Presentato in concorso al Locarno Film Festival, il film ha già attirato l’attenzione per il suo sguardo intimo e attuale sulle nuove forme di famiglia.
La protagonista è Edith, interpretata da Lisa Loven Kongsli, una giornalista quarantenne che ha scelto di diventare madre single attraverso la donazione di seme. Una decisione consapevole che però si rivela più complessa del previsto, tra le difficoltà della genitorialità e il senso costante di inadeguatezza. A rendere ancora più fragile il suo equilibrio contribuisce il peggioramento delle condizioni di salute della madre, figura fondamentale nella sua rete di supporto.

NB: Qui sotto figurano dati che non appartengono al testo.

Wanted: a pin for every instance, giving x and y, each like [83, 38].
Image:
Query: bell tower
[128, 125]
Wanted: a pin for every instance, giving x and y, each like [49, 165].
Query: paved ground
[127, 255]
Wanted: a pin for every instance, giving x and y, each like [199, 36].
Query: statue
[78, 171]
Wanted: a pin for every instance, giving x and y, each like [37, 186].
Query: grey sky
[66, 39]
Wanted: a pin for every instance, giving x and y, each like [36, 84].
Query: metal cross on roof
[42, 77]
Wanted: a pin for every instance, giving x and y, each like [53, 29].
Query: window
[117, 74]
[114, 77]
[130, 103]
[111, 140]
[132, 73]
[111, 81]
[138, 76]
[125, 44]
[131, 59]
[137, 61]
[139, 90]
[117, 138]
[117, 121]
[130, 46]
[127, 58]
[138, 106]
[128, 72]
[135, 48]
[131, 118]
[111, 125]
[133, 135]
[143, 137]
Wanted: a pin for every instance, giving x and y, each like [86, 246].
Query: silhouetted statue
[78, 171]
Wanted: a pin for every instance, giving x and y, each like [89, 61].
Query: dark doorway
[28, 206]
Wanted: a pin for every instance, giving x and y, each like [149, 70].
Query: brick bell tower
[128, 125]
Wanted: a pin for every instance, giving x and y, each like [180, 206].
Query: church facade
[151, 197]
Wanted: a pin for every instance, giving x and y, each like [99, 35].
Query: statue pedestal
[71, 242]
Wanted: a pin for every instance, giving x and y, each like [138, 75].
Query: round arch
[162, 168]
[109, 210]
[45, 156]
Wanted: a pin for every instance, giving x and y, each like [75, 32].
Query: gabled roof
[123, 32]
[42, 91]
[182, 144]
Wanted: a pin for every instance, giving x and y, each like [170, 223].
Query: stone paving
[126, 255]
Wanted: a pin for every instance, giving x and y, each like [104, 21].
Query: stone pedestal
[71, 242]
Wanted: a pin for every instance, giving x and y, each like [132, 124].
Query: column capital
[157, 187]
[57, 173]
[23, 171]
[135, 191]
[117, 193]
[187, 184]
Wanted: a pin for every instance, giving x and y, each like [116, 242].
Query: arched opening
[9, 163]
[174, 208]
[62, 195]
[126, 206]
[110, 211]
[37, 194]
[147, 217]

Il punto di svolta arriva quando Edith scopre l’identità del donatore: Niels, interpretato da Herbert Nordrum, uno sviluppatore di videogiochi. Spinta dal desiderio di comprendere meglio il figlio, decide di contattarlo con una scusa professionale, dando inizio a una relazione costruita su un segreto difficile da sostenere. Ciò che inizia come un’intervista si trasforma presto in un legame emotivo complesso, fatto di ambiguità, attrazione e tensioni morali.
Realismo delicato
Girato tra le atmosfere urbane di Oslo, il film si distingue per un approccio realistico e delicato, capace di affrontare temi come identità, responsabilità e verità senza offrire risposte semplici. La narrazione si sviluppa attraverso silenzi, sguardi e momenti di vulnerabilità, costruendo un ritratto umano profondo e sfaccettato.
Con una durata di 99 minuti, “Noi Due Sconosciuti” si propone come un’opera intensa e riflessiva, in cui le scelte personali si intrecciano con dilemmi etici universali. Un racconto contemporaneo che invita lo spettatore a interrogarsi sul significato di famiglia e sui confini della verità.